James Foat

Personal information
- Full name: James Clive Foat
- Born: 21 November 1952 (age 73) Salford Priors, Warwickshire, England
- Batting: Right-handed
- Bowling: Right-arm medium
- Role: Batsman

Domestic team information
- 1972–1979: Gloucestershire

Career statistics
| Competition | First-class | List A |
| Matches | 91 | 129 |
| Runs scored | 2,512 | 1,352 |
| Batting average | 18.60 | 15.19 |
| 100s/50s | 5/6 | 0/3 |
| Top score | 126 | 73* |
| Catches/stumpings | 39/– | 35/– |
- Source: Cricinfo, 30 July 2013

= Jim Foat =

English cricketer (born 1952)

James Clive Foat (born 21 November 1952) is a former English cricketer. He played for Gloucestershire County Cricket Club between 1972 and 1979.

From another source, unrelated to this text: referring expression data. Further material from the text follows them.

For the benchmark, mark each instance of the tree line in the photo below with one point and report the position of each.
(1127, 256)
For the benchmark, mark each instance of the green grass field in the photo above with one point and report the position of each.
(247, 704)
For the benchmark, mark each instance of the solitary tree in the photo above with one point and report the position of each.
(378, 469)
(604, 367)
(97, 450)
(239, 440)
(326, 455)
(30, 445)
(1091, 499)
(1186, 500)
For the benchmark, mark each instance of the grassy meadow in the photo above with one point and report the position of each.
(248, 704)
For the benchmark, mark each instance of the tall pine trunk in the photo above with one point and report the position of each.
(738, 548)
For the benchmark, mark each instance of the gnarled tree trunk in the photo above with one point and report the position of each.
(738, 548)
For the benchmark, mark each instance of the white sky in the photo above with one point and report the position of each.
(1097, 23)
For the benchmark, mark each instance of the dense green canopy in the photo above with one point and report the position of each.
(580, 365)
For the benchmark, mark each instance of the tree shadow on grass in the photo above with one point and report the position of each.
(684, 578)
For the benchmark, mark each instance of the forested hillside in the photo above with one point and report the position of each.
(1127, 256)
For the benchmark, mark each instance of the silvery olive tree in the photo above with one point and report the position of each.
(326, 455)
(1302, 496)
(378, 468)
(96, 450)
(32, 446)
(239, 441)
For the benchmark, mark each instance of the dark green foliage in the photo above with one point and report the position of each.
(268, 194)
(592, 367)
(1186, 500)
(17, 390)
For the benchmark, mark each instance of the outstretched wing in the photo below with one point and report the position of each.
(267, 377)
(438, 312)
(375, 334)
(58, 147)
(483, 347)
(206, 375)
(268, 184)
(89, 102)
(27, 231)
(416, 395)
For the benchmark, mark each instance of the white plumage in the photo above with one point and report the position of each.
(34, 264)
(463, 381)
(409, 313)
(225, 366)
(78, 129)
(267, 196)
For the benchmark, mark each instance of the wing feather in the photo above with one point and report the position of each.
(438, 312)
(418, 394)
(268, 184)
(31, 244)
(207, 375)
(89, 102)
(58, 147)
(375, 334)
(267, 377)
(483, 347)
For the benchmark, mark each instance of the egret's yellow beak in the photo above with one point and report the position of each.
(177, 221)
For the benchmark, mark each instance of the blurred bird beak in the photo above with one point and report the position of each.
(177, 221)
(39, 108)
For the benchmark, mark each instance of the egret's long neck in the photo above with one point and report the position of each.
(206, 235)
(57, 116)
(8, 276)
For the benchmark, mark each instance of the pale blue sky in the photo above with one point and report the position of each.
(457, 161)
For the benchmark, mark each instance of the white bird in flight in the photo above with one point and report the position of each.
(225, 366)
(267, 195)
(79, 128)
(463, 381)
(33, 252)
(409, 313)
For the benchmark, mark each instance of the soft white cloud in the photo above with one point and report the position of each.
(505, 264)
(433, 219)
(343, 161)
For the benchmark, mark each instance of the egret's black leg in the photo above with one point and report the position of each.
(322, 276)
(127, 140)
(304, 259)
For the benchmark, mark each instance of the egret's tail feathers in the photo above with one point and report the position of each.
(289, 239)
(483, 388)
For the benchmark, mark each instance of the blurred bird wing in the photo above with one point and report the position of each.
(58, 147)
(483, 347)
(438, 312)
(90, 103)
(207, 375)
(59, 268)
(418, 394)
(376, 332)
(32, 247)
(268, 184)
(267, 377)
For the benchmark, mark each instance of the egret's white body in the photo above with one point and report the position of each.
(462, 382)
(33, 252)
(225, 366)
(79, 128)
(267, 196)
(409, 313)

Foat has a cult following, described as "a throwback to an earlier time when low batting averages were more commonplace ... an average batsman who compensated by being a superb fielder in the covers." Foat thought of himself as "...a bits-and-pieces player. What bailed me out was my fielding, so I always got picked as 12th man, or I'd play in the one-dayers. I felt I could bat but I never quite made it."